Prey 2022 Movie Review
Fans looking for connections between “Prey” and the four “Predator” films that preceded it (not counting a pair of crossover titles from the early aughts) will find plenty to enjoy in Dan Trachtenberg’s prequel. There’s the overt stuff (keep your eyes peeled for a gun that pops up many decades later in the series’ timeline) and the tropes (clever kills that mirror some of the best from John McTiernan’s 1987 film, unexpected heroes of all stripes), but what’s most thrilling about this 18th-century prequel is how much it still manages to feel like its own thing.
Turns out, even the most wrung-out IP — we’re talking about a series that was eventually forced to crossover with another action-centric alien film, to deeply stupid results — can still tap into truly smart new ideas.
Set on the Great Plains in the fall of 1719, “Prey” picks up at a fraught time in American history. The Comanche Nation may still rule this slice of prairie, plains, and forest, but just miles away is a group of money-hungry French fur trappers pillaging their way through the country’s wildlife. Within the tribe, there are other troubles: Young Naru (Amber Midthunder) is desperate to prove her worth as a hunter and warrior, but the group’s male-dominated hierarchy (including her big brother, played by Dakota Beavers in his film debut) isn’t interested in seeing what a girl can do with an axe.
Too bad, because she just might be the only one who can save them.
Midthunder, a longtime actress who is the daughter of actor and stunt performer David Midthunder and casting director Angelique Midthunder, makes for one hell of an action star. That Naru really is a worthy contender and a credible warrior is key to the film and some of its more heavy-handed ideas, and Midthunder makes her bonafides clear from the start. Naru has spent her life picking up key bits of training that others might overlook, including her skills as a tracker and healer that she inherited from her own mother. A discarded axe is her weapon of choice, and while others might sniff at its outdated style, it (and Naru) can do some serious damage.
It’s Naru who first realizes that something is amiss, looking to the sky while the rest of her tribe remains fixated on their everyday lives. When a fellow Comanche goes missing with only his blood left behind, her brother Taabe and his friends only consider known predators like a cougar or mountain lion. It never occurs to them that a creature they’ve never encountered before — like an alien being, or even a bunch of vicious fur trappers — could be responsible for wounds they’ve never seen before. Naru is prone to more expansive thinking; soon, she sets out on a mission to warn her beloved brother of what’s really out there, and perhaps defeat the damn thing on her own.

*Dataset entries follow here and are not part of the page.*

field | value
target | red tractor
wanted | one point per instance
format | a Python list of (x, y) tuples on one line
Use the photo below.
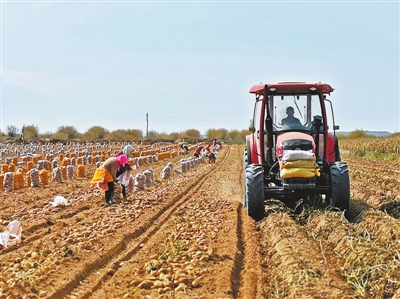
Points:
[(291, 153)]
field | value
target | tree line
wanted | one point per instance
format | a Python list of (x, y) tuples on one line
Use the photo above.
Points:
[(31, 133)]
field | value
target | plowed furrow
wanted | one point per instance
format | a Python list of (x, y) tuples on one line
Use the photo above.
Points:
[(95, 275)]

What follows is a thrilling journey in which Naru and her beloved dog (offering a truly incredible canine performance) cut their way through the plains, steadily realizing what they’re up against. The Predator, now a decades-old cinematic star, appears in his usual guise, from lightly shimmering see-through camouflage to his truly terrifying full-color, weapons-laden, definitely alien visage. (Does this Predator kill? Oh, boy, does he.) While Trachtenberg’s film will only stream on Hulu, the filmmaker hasn’t skimped: “Prey” looks great, and would likely look even better on the big screen. After the disappointment of Shane Black’s 2018 “The Predator,” “Prey” ably proves how much more life there is in this franchise, sequel or prequel, big screen or small.
Despite a slower start — though there are pleasures to be found in getting to know Naru and the rest of the all-Native cast — once “Prey” kicks into high gear, it does not let up. Major set pieces abound, including a heart-stopping sequence in which Naru finally witnesses the Predator in all his horrifying glory (the alien warrior takes on a massive, very angry bear, to stunning results) to one in which Naru must use her wits to pull herself out of quicksand. Jeff Cutter’s cinematography, including a number of eye-popping overhead shots, moves between the graceful (a scene in which we see the trappers’ handiwork with a herd of buffalo is absolutely chilling) and the suspenseful (a last-act battle set in the trappers’ camp is made even more freaky by the use of smoke and fog).
The key to “Prey” is screenwriter Patrick Aison’s smart interpretation of its table-turning title: this one is about the Predator as much as it is about his seeming prey, someone used to being counted out who actually offers the biggest danger to the alien baddie. When Naru realizes that the Predator doesn’t view her as a threat — either because she’s a woman (the “yasss queen” tone that runs through the film toggles between smart and heavy-handed, often in the same scene) or because he typically sees her when she’s weapon-less — she uses that insight to her advantage.
How can even the most skilled Comanche warriors battle a massive alien being with a full arsenal of advanced technology? Now that’s how you orient a prequel. How Trachtenberg, Aison, and Midthunder interrogate that very question is a thrill, offering the most unexpected of movie treats: a once-stalled franchise that suddenly seems bursting with delights — and, yes, plenty of blood spatter.